Mission:  The General Board of Global Ministries’ Mission Intern Program is a three-year program offering young adults (ages 20-30) opportunities to develop leadership skills as they participate with faith-based communities around the world in the search for peace with justice.

The focus of the Mission Intern Program is leadership development and social justice. The program involves a 15-month international placement and a 16-month US placement. Orientation and training takes place at the beginning of the three-year term. A mid-term regrouping event takes place between the international and US assignments.
Contact:  Global Ministries of the United Methodist Church

PEACE CORPS

Mission:  The Peace Corps traces its roots and mission to 1960, when then-Senator John F. Kennedy challenged students at the University of Michigan to serve their country in the cause of peace by living and working in developing countries. From that inspiration grew an agency of the federal government devoted to world peace and friendship.

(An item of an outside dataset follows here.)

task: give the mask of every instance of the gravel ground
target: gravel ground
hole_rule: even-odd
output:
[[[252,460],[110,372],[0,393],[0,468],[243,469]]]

Since that time, more than 170,000 Peace Corps Volunteers have been invited by 136 host countries to work on issues ranging from AIDS education, information technology, and environmental preservation.
Contact:  Peace Corp

TEACH FOR AMERICA

Mission: Teach for America works to eliminate educational inequity by recruiting outstanding, recent college graduates from all majors and careers interests to two years of teaching in urban and rural schools across the nation. They invest in the training and professional development necessary to ensure the recruits’ success as teachers in the most impoverished communities. The teachers, also called corps members, exceed traditional expectations and lead their students to significant academic achievement, overcoming the challenges of poverty despite the capacity of the school system.